Remembering My Childhood--- To My Grandkids

Without Prejuduce

Life is very different these days, some things remain the same, but the life I had as a child was very different to the life you are living.

When I was a child ( and I am not that old, ).chicken was something we had once or twice a year. And it had to be killed, plucked and prepared. Then we wouldn't eat it as we had seen it running around the backyard.

School lunch consisted of a doorstep of bread and butter with a tomato and a twist of salt in greaseproof paper, or a whole banana. Meat was leftover lamb roast, luncheon meat, called Devon, which was cheap and cheerful. Tomato sauce was added if we were lucky. Water came from a bubbler in the school grounds.

Whacking was still allowed, usually with a ruler on the back of the legs or across the knuckles. Teachers were Gods and to be obeyed. No back chat.

Poor kids were allowed to come to school with no shoes. Orphans from orphanages often had chilblains.

If you lived in a procession of Ministry Houses like my family did, you were not considered abnormal or poor. I never knew we were poor until I was about 11 and for Christmas instead of an expected bike received instead a Pogo Stick.

From my Sister, who was allowed to work at 14.

A treat was being taken to a cafe and having a Spider, which was a mix of milk and a fizzy drink. Another treat was a Sundae which came in a glass dish shaped like a boat. Two scoops of ice cream swimming in chocolate or strawberry syrup with chopped nuts and a sprinkle of malted milk.

Groceries were delivered once a week in a wooden box. We ate butter not margarine and bread was unsliced. It was hacked into with a serrated bread knife and you could carve a slice as thick as your arm or a skinny sliver. We would then add sugar or sauce depending on what was in the pantry.

Our Mother would roast mutton or lamb with potatoes which we had helped to peel and eaten raw when she wasn't watching. We were constantly hungry as kids. A rare treat was a bought meat pie at the Swimming Pool canteen, broken biscuits bought by the pound from the corner shop or a small bag of mixed lollies.

We played with other kids outside and had to be home by dark, or else. We ran under sprinklers when it was hot or went to the Pool where we fried in the sun, no sunscreen then. We would spend all day at the Pools and run home barefoot and wet. I can still remember the feeling of peeling off wet bathers and getting in to warm pyjamas. My skin white and crinkled under my pair of Jantzens.

We went to Swimming Races and had to take salt tablets, ( yuk ) and glucose tablets ( yum ) for energy. We were expected to win and often did. That was our entertainment. On school holidays we were sent outside with a jam sandwich and not allowed back in till evening.

We had no inside toilet, just an outside toilet with a wooden seat over a pan that stunk and was often buzzing with flies. If the seat was broken you had to sit on it gingerly or it would bite into your bare bum. Or hover over it thighs trembling and trying to hold your breath at the same time. Some people splashed the toilet with phenyl and I don't know if that smell was any better than shit.
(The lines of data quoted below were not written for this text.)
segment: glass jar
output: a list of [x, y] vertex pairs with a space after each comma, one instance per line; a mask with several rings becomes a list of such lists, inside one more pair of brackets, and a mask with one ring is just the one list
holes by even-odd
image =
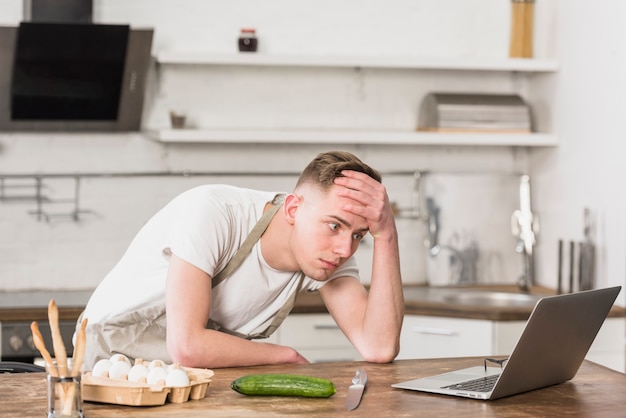
[[256, 37], [256, 29], [243, 28], [239, 34], [239, 51], [256, 52], [259, 40]]

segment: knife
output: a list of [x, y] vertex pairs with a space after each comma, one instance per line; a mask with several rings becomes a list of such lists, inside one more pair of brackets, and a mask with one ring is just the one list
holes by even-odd
[[348, 388], [348, 396], [346, 396], [346, 409], [352, 411], [361, 403], [361, 397], [367, 383], [367, 372], [365, 369], [358, 369], [356, 375], [352, 378], [352, 385]]

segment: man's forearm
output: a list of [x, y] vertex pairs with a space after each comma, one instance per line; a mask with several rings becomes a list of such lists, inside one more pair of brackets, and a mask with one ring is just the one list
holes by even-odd
[[370, 361], [389, 362], [400, 349], [404, 293], [397, 238], [374, 240], [372, 277], [363, 321]]
[[187, 367], [220, 368], [307, 363], [291, 347], [253, 342], [214, 330], [203, 330], [189, 344], [168, 344], [173, 361]]

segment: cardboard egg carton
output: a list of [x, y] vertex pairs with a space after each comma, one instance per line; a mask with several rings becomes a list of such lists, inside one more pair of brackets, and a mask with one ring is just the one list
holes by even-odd
[[183, 367], [189, 376], [188, 386], [173, 387], [150, 385], [128, 380], [93, 376], [86, 372], [82, 376], [82, 398], [85, 401], [130, 406], [164, 405], [166, 402], [184, 403], [203, 399], [206, 396], [213, 371]]

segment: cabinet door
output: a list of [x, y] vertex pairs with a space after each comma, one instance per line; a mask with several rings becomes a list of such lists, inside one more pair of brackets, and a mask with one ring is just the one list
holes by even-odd
[[607, 318], [585, 358], [618, 372], [626, 372], [625, 335], [625, 318]]
[[517, 340], [521, 337], [526, 321], [494, 322], [493, 350], [494, 356], [508, 356], [513, 352]]
[[492, 355], [491, 321], [407, 315], [398, 359]]
[[279, 344], [311, 362], [363, 360], [329, 314], [291, 314], [279, 328]]

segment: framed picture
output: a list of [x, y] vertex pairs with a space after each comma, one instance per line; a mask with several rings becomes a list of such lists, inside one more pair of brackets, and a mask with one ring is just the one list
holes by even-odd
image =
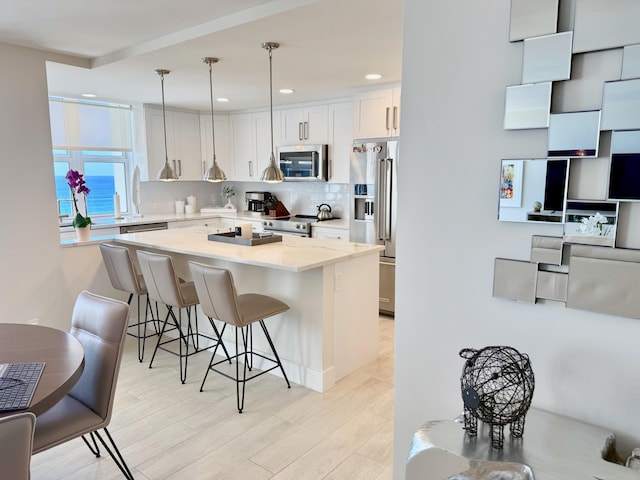
[[522, 204], [522, 163], [522, 160], [502, 160], [500, 207], [520, 208]]

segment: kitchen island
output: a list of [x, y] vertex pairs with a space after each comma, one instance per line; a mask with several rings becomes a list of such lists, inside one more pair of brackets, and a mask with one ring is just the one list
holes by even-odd
[[[382, 247], [287, 235], [281, 242], [244, 246], [210, 241], [209, 233], [191, 227], [129, 233], [113, 241], [170, 254], [185, 279], [190, 277], [189, 260], [227, 268], [238, 293], [262, 293], [286, 302], [290, 310], [270, 318], [268, 328], [295, 383], [324, 392], [375, 360]], [[261, 342], [256, 337], [254, 349], [266, 352], [268, 346]]]

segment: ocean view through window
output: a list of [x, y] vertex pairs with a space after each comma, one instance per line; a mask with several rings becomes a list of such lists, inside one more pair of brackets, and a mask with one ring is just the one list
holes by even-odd
[[[119, 161], [109, 153], [120, 155]], [[106, 155], [105, 155], [106, 154]], [[56, 199], [59, 201], [59, 215], [72, 217], [71, 192], [65, 179], [69, 168], [77, 169], [84, 174], [87, 188], [91, 191], [87, 195], [88, 215], [112, 215], [113, 195], [120, 196], [120, 211], [128, 211], [128, 192], [126, 181], [126, 155], [123, 152], [67, 152], [64, 160], [60, 155], [54, 156], [54, 178], [56, 185]], [[97, 161], [96, 161], [97, 160]], [[69, 201], [67, 201], [69, 200]], [[84, 209], [84, 205], [81, 206]]]

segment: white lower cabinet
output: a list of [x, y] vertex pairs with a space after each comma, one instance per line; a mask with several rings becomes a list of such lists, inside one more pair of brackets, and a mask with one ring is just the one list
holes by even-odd
[[331, 238], [334, 240], [349, 241], [348, 228], [311, 227], [312, 238]]

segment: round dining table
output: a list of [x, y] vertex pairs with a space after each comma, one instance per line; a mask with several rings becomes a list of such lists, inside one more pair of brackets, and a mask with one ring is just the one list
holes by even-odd
[[70, 333], [43, 325], [0, 323], [0, 363], [35, 362], [45, 366], [31, 404], [25, 410], [0, 412], [0, 417], [46, 412], [71, 390], [84, 369], [84, 349]]

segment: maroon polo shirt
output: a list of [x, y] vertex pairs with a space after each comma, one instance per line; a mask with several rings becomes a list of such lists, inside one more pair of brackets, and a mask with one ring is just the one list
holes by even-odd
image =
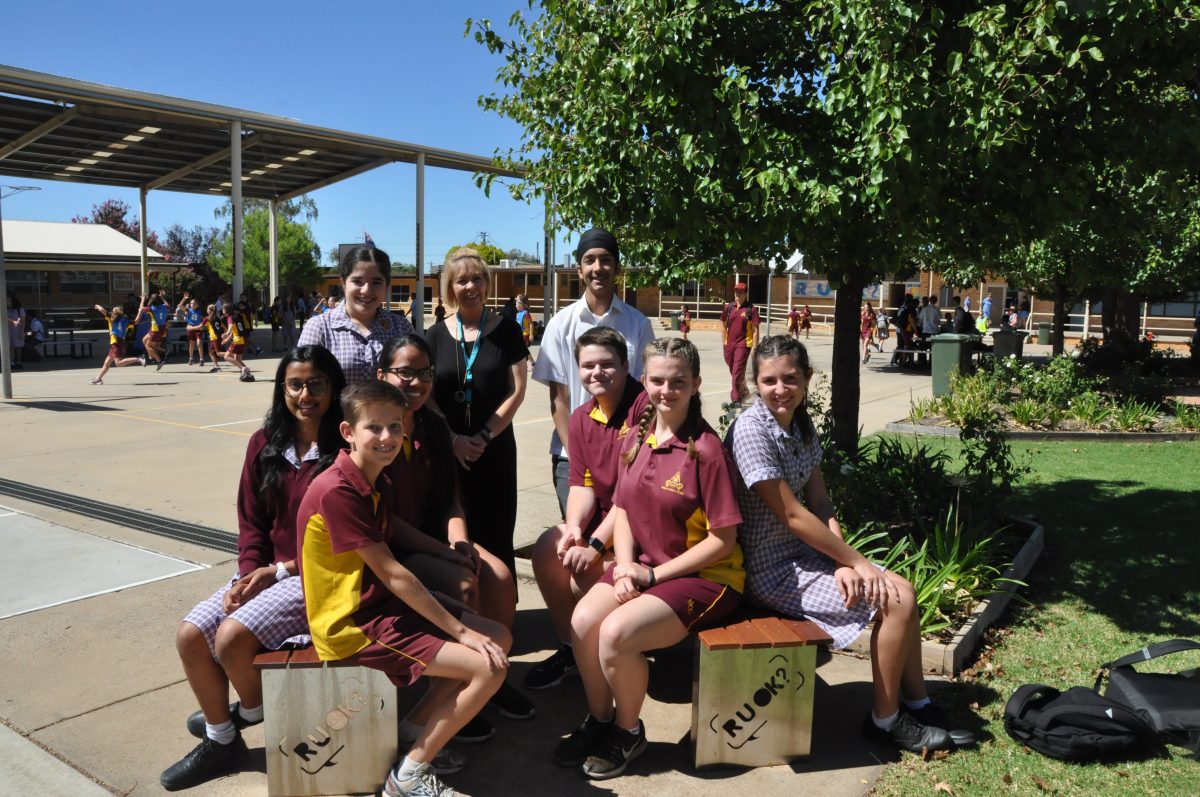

We didn't have to think about clothes as we wore our bathers all day every day. I wore my first dress at 9 and it was a hand me down from my older Sister and was way too big. Pink and white thick stripes in a shirt waister style that hung limply from my skinny little body almost to the ground. I really looked poor then and refused to go outside with it on.

I did then get a pinafore in grey and yellow tartan and loved  to death. I wore it with a white blouse underneath with a Princess collar. I thought I was the smartest dressed girl in the neighbourhood.